Is a C^1 diffeomorphism with f of class C^k also a C^k diffeomorphism?

[Avogadro Number]

I am studying Choquet-Bruhat's Introduction to General Relativity, Black Holes and Cosmology, and I don't follow the hint in Exercise I.2.1:

Exercise I.2.1 Let U,V be open subsets of R^d. Prove that a C^1 diffeomorphism f:U-->V with f of class C^k is a C^k diffeomorphism.

Hint: $\partial (f f^{-1})/ \partial x^i \equiv 0$.

Isn't f f^{-1} the identity map, and then how is the claimed partial identically zero? And how is this useful? Are we then meant to use the Chain Rule?
I would be grateful for any help! Thanks!

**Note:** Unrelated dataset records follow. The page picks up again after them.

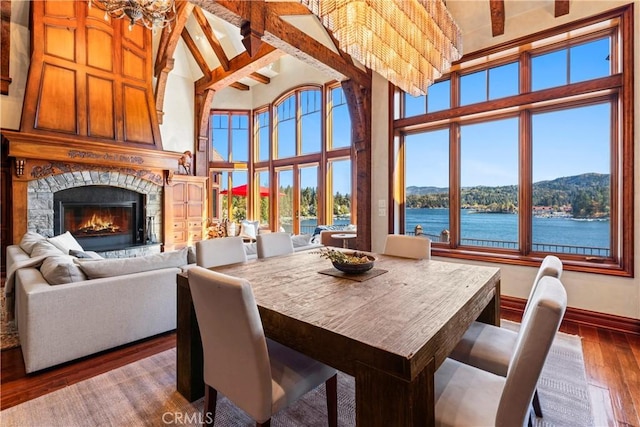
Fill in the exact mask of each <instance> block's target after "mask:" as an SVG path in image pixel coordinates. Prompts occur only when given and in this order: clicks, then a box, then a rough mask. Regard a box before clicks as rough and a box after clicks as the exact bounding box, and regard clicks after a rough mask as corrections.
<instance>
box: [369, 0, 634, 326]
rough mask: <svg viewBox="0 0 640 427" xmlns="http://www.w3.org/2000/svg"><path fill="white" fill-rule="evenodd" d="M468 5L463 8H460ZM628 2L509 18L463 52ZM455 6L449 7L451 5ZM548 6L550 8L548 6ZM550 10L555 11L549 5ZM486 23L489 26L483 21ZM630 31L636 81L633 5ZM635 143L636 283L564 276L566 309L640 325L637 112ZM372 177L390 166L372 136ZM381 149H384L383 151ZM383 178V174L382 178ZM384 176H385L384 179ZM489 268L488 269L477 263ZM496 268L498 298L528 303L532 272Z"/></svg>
mask: <svg viewBox="0 0 640 427" xmlns="http://www.w3.org/2000/svg"><path fill="white" fill-rule="evenodd" d="M459 3H467V2H464V1H463V2H459ZM625 3H628V2H620V1H597V2H596V1H572V2H571V13H570V14H569V15H568V16H564V17H562V18H558V19H554V18H553V11H551V12H549V11H544V10H543V11H540V10H537V11H535V12H531V13H529V14H522V15H519V16H516V17H513V19H509V18H507V23H506V26H505V35H504V36H500V37H496V38H495V39H494V38H491V28H490V27H489V26H487V27H484V28H480V29H478V30H476V31H474V32H472V33H471V34H465V35H464V45H465V51H466V52H472V51H474V50H478V49H482V48H485V47H489V46H491V45H493V44H499V43H502V42H504V41H506V40H511V39H515V38H518V37H521V36H524V35H526V34H530V33H533V32H537V31H540V30H542V29H545V28H552V27H555V26H557V25H560V24H562V23H565V22H571V21H575V20H577V19H580V18H583V17H587V16H591V15H595V14H598V13H600V12H604V11H607V10H610V9H613V8H615V7H617V6H620V5H622V4H625ZM452 4H453V2H452ZM549 4H551V2H549ZM550 7H553V6H552V5H551V6H550ZM486 22H487V23H488V22H489V21H486ZM634 27H635V28H636V32H635V38H634V46H635V52H636V55H635V64H634V70H635V71H634V74H635V76H640V54H638V52H639V50H638V49H639V47H640V32H639V31H637V29H638V28H640V4H636V5H635V17H634ZM634 89H635V90H634V98H635V105H636V106H637V105H639V104H638V102H639V101H640V79H639V78H637V77H636V79H635V88H634ZM372 104H373V114H374V115H373V120H372V121H373V126H379V125H380V124H381V122H386V121H387V119H388V111H387V110H388V108H387V105H388V103H387V94H386V93H385V91H384V85H383V84H379V83H377V82H376V79H374V90H373V100H372ZM634 126H635V139H634V147H635V154H634V162H635V172H634V186H635V189H636V190H635V201H634V212H635V216H634V224H635V236H634V248H635V249H634V259H635V265H634V270H635V274H636V277H635V278H620V277H613V276H608V275H601V274H586V273H577V272H571V271H567V272H565V273H564V274H563V276H562V282H563V283H564V285H565V287H566V289H567V294H568V298H569V306H571V307H575V308H580V309H584V310H591V311H597V312H602V313H608V314H613V315H618V316H625V317H630V318H634V319H640V191H638V189H640V108H637V107H636V109H635V117H634ZM373 135H374V138H373V145H374V146H373V159H372V164H373V167H372V170H373V171H386V170H387V165H388V154H387V151H386V145H387V138H386V136H385V137H384V138H382V137H377V136H375V135H376V132H373ZM381 145H384V147H381ZM385 174H386V173H385ZM378 175H382V173H374V176H373V177H372V179H373V180H374V185H373V191H372V203H373V206H372V224H373V225H374V226H373V227H372V238H371V240H372V243H373V250H374V251H381V250H382V249H383V242H384V235H385V234H386V233H387V228H386V227H384V226H382V225H383V224H382V221H380V220H379V218H378V216H377V215H378V208H377V204H378V200H380V199H385V200H387V203H388V194H387V186H383V185H375V182H376V181H380V182H381V181H384V178H382V177H378ZM385 176H386V175H385ZM441 259H442V260H444V261H453V262H468V261H455V260H452V259H449V258H441ZM477 264H484V265H490V264H489V263H477ZM495 266H498V267H500V269H501V272H502V281H501V286H502V294H504V295H509V296H513V297H518V298H527V297H528V295H529V290H530V287H531V283H532V281H533V278H534V277H535V273H536V269H535V268H533V267H517V266H511V265H503V264H495Z"/></svg>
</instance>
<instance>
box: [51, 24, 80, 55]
mask: <svg viewBox="0 0 640 427" xmlns="http://www.w3.org/2000/svg"><path fill="white" fill-rule="evenodd" d="M75 52H76V44H75V30H74V29H73V28H69V27H58V26H53V25H45V27H44V53H46V54H47V55H51V56H56V57H58V58H62V59H66V60H69V61H74V60H75V58H76V54H75Z"/></svg>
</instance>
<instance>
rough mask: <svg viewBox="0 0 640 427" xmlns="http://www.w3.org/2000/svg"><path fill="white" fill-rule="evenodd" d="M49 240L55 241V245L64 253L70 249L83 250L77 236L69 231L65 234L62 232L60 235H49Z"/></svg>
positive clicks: (52, 241) (74, 249) (65, 233)
mask: <svg viewBox="0 0 640 427" xmlns="http://www.w3.org/2000/svg"><path fill="white" fill-rule="evenodd" d="M47 240H48V241H49V242H51V243H53V245H54V246H55V247H56V248H58V249H60V250H61V251H62V253H64V254H68V253H69V250H70V249H73V250H76V251H82V250H84V249H82V246H80V243H78V241H77V240H76V238H75V237H73V236H72V235H71V233H69V232H68V231H67V232H66V233H64V234H60V235H59V236H54V237H49V238H48V239H47Z"/></svg>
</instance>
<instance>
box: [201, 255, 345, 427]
mask: <svg viewBox="0 0 640 427" xmlns="http://www.w3.org/2000/svg"><path fill="white" fill-rule="evenodd" d="M189 287H190V289H191V295H192V297H193V305H194V307H195V311H196V318H197V319H198V326H199V328H200V336H201V338H202V347H203V353H204V382H205V403H204V414H203V419H204V420H205V424H206V425H213V423H214V420H215V411H216V398H217V393H218V391H219V392H220V393H222V394H224V395H225V396H226V397H227V398H228V399H229V400H230V401H231V402H233V403H234V404H235V405H236V406H238V407H239V408H240V409H242V410H243V411H244V412H246V413H247V414H248V415H249V416H250V417H251V418H253V420H254V421H255V422H256V426H269V425H270V420H271V416H272V415H274V414H276V413H277V412H278V411H279V410H281V409H283V408H285V407H287V406H288V405H289V404H291V403H293V402H295V401H296V400H297V399H299V398H300V397H302V396H304V395H305V394H306V393H307V392H309V391H311V390H313V389H315V388H316V387H317V386H319V385H320V384H322V383H323V382H324V383H325V384H326V393H327V412H328V416H329V426H332V427H333V426H336V425H337V377H336V374H337V372H336V370H335V369H333V368H331V367H329V366H327V365H324V364H323V363H320V362H318V361H316V360H314V359H311V358H309V357H307V356H305V355H303V354H301V353H298V352H297V351H295V350H292V349H291V348H289V347H285V346H283V345H281V344H279V343H277V342H275V341H272V340H270V339H268V338H265V335H264V330H263V328H262V323H261V320H260V313H259V312H258V307H257V305H256V301H255V298H254V295H253V291H252V290H251V284H250V283H249V282H248V281H246V280H244V279H240V278H236V277H231V276H228V275H225V274H222V273H217V272H215V271H211V270H207V269H204V268H201V267H193V268H192V269H190V270H189Z"/></svg>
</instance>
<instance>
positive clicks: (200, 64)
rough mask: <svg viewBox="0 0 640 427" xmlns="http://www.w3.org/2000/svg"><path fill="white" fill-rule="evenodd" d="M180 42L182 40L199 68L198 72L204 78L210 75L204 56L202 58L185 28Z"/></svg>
mask: <svg viewBox="0 0 640 427" xmlns="http://www.w3.org/2000/svg"><path fill="white" fill-rule="evenodd" d="M182 40H184V43H185V44H186V45H187V48H189V52H191V55H193V59H195V60H196V63H197V64H198V67H200V71H202V74H204V75H205V76H208V75H209V74H210V73H211V70H210V69H209V66H208V65H207V61H206V60H205V59H204V56H202V54H201V53H200V49H198V46H196V42H195V41H193V38H191V35H190V34H189V31H188V30H187V29H186V28H183V29H182Z"/></svg>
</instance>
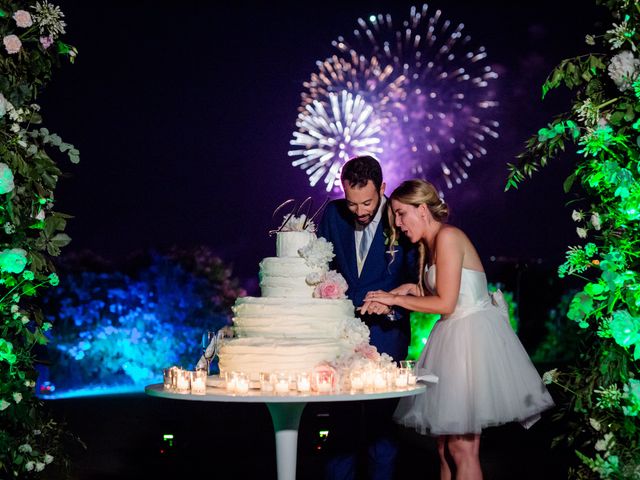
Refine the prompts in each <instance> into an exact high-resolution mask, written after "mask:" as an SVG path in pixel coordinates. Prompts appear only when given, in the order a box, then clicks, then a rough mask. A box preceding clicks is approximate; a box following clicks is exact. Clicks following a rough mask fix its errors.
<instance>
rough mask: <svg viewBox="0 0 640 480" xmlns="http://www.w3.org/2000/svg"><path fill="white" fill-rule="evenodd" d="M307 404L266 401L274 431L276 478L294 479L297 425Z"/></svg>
mask: <svg viewBox="0 0 640 480" xmlns="http://www.w3.org/2000/svg"><path fill="white" fill-rule="evenodd" d="M306 405H307V404H306V403H304V402H296V403H267V407H268V408H269V413H271V420H272V421H273V429H274V430H275V432H276V465H277V466H278V480H295V478H296V460H297V454H298V427H299V426H300V418H301V417H302V411H303V410H304V407H305V406H306Z"/></svg>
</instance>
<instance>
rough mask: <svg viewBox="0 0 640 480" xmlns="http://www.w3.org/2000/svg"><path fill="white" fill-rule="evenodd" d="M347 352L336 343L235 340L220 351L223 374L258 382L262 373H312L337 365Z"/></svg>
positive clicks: (334, 342)
mask: <svg viewBox="0 0 640 480" xmlns="http://www.w3.org/2000/svg"><path fill="white" fill-rule="evenodd" d="M344 350H345V347H344V345H342V344H341V343H340V342H339V341H337V340H330V339H324V340H320V339H272V338H262V337H246V338H236V339H234V340H233V341H231V342H229V343H228V344H226V345H225V346H224V347H223V348H222V349H221V351H220V354H219V359H220V370H221V371H223V372H231V371H234V370H236V371H242V372H246V373H248V374H250V375H251V376H252V378H255V377H256V375H257V374H259V373H260V372H301V371H310V370H312V369H313V367H315V366H316V365H317V364H319V363H321V362H324V361H334V360H335V359H337V358H338V356H339V355H340V354H341V353H342V352H343V351H344Z"/></svg>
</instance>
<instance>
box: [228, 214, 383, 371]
mask: <svg viewBox="0 0 640 480" xmlns="http://www.w3.org/2000/svg"><path fill="white" fill-rule="evenodd" d="M314 230H315V228H314V225H313V222H310V221H309V220H307V218H305V216H304V215H302V216H300V217H294V216H290V217H286V218H285V221H284V223H283V225H282V226H281V227H280V229H279V231H278V232H277V233H276V256H275V257H267V258H264V259H263V260H262V261H261V262H260V265H259V266H260V290H261V294H262V296H260V297H242V298H238V299H237V300H236V303H235V305H234V306H233V307H232V311H233V330H234V338H232V339H230V340H227V341H225V342H224V343H223V345H222V346H221V347H220V349H219V352H218V358H219V368H220V372H221V373H224V372H232V371H241V372H244V373H247V374H249V375H250V376H251V378H254V379H255V378H258V376H259V374H260V373H261V372H272V373H275V372H292V373H293V372H300V371H312V370H313V369H314V368H316V367H318V366H319V365H337V364H339V363H340V362H341V361H345V359H348V358H351V357H353V356H354V355H356V352H357V351H359V350H362V349H363V347H367V348H368V349H371V348H372V347H371V346H370V345H369V329H368V327H367V326H366V325H365V324H364V323H363V322H362V321H360V320H359V319H358V318H356V317H355V315H354V313H355V310H354V306H353V303H352V302H351V300H349V299H348V298H346V295H345V292H346V290H347V284H346V282H345V280H344V278H343V277H342V276H341V275H340V274H339V273H337V272H335V271H330V270H329V262H330V261H331V259H332V258H333V256H334V255H333V245H332V244H331V243H330V242H327V241H326V240H325V239H323V238H318V237H317V236H316V234H315V233H314Z"/></svg>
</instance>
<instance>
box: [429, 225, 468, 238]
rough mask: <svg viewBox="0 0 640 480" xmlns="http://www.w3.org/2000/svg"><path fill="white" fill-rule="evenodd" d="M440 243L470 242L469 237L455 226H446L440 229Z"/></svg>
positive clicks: (438, 233)
mask: <svg viewBox="0 0 640 480" xmlns="http://www.w3.org/2000/svg"><path fill="white" fill-rule="evenodd" d="M437 240H438V242H440V241H445V242H453V241H465V240H468V238H467V235H466V234H465V233H464V232H463V231H462V230H460V229H459V228H458V227H454V226H453V225H448V224H444V225H442V227H441V228H440V231H439V232H438V237H437Z"/></svg>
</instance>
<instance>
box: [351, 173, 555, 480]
mask: <svg viewBox="0 0 640 480" xmlns="http://www.w3.org/2000/svg"><path fill="white" fill-rule="evenodd" d="M390 200H391V209H390V210H389V212H390V213H389V215H390V217H391V218H390V222H389V223H390V225H394V226H395V228H394V230H393V231H392V234H391V238H390V245H393V244H394V243H393V242H394V240H395V239H396V238H397V236H398V235H400V234H402V235H406V236H407V238H408V239H409V240H410V241H411V242H412V243H417V244H418V248H419V252H420V260H419V264H420V265H419V268H420V272H423V274H422V275H420V277H421V278H422V279H423V280H422V281H420V282H418V283H417V284H404V285H401V286H399V287H398V288H395V289H394V290H391V291H389V292H384V291H381V290H378V291H372V292H369V293H368V294H367V296H366V297H365V303H364V304H363V306H362V308H361V311H362V312H363V313H366V312H373V313H383V312H385V311H386V310H388V309H389V308H390V307H393V306H399V307H402V308H406V309H408V310H412V311H416V312H427V313H436V314H440V315H441V318H440V320H439V321H438V322H437V323H436V325H435V326H434V328H433V330H432V332H431V334H430V335H429V339H428V341H427V344H426V345H425V347H424V349H423V351H422V353H421V355H420V358H419V360H418V362H417V368H418V369H419V374H426V373H429V374H433V375H436V376H437V377H438V379H439V381H438V383H437V384H435V385H434V386H429V388H428V389H427V391H426V393H424V394H421V395H418V396H416V397H407V398H403V399H401V401H400V403H399V404H398V407H397V409H396V411H395V414H394V420H395V421H396V422H398V423H400V424H402V425H405V426H407V427H412V428H414V429H416V430H417V431H418V432H420V433H422V434H429V435H433V436H436V437H437V442H438V452H439V456H440V478H441V480H449V479H451V468H450V467H449V464H448V462H447V459H446V456H445V453H446V450H448V451H449V453H450V455H451V457H452V458H453V460H454V462H455V467H456V478H457V479H465V480H466V479H469V480H476V479H481V478H482V470H481V468H480V459H479V451H480V433H481V431H482V429H483V428H485V427H488V426H494V425H500V424H504V423H507V422H513V421H518V422H521V423H522V425H523V426H525V427H526V428H528V427H529V426H531V425H532V424H533V423H534V422H535V421H536V420H537V419H538V418H540V415H539V414H540V412H542V411H544V410H546V409H549V408H551V407H553V406H554V402H553V400H552V398H551V396H550V395H549V392H548V391H547V389H546V387H545V386H544V384H543V382H542V379H541V378H540V375H539V374H538V372H537V370H536V369H535V367H534V366H533V364H532V363H531V360H530V358H529V356H528V354H527V352H526V350H525V349H524V347H523V346H522V344H521V343H520V340H519V339H518V337H517V336H516V334H515V333H514V331H513V330H512V328H511V326H510V324H509V318H508V310H507V308H506V305H505V304H504V300H503V299H502V296H501V293H500V292H499V291H498V292H495V293H494V294H493V295H491V294H489V291H488V289H487V279H486V276H485V273H484V269H483V267H482V262H481V260H480V257H479V256H478V253H477V252H476V249H475V247H474V246H473V244H472V243H471V241H470V240H469V238H468V237H467V236H466V235H465V233H464V232H463V231H462V230H460V229H458V228H456V227H454V226H451V225H448V224H446V220H447V217H448V207H447V205H446V203H444V202H443V201H442V200H441V199H440V197H439V196H438V193H437V191H436V189H435V188H434V187H433V185H431V184H430V183H429V182H425V181H422V180H408V181H405V182H403V183H402V184H401V185H400V186H399V187H398V188H396V189H395V190H394V192H393V193H392V194H391V196H390ZM425 287H426V288H425Z"/></svg>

[Moderator's note: Moved from SR/GR.]

 

[Avogadro Number]

Actually, I now realize that the Chain Rule does help, and probably the "0" in the hint is a typo, and is probably meant to be an identity, with the partial derivative replaced by derivative of as a map from R^d to R^d.
Then f o f^{-1}=id , the Chain Rule , and the Inverse Function Theorem can be used to show that f^{-1} is C^k too.

 

[WWGD]

All I can think of is that if f is a diffeomorphism, then $f(f^{-1}(x))=x$. But this is for a vector $x=(x_1,...,x_d)$

 

[Avogadro Number]

As $f\circ f^{-1}=\textrm{id}$, we obtain $(Df)(f^{-1}(x))\cdot (Df^{-1})(x)=\textrm{id}$, and so we see that $(Df)(f^{-1}(x))$ is an invertible matrix, and also $(Df^{-1})(x)=((Df)(f^{-1}(x)))^{-1}$, and by Cramer's Rule,
we see that the $(i,j)$th entry of $Df^{-1}(x)$ is given by a polynomial combination of the partials of $f$, divided by the nonzero Jacobian determinant of $Df$. As both of the latter are $C^{k-1}$, it follows that the partials of $Df^{-1}$ are also $C^{k-1}$, and so $f^{-1}$ is $C^k$.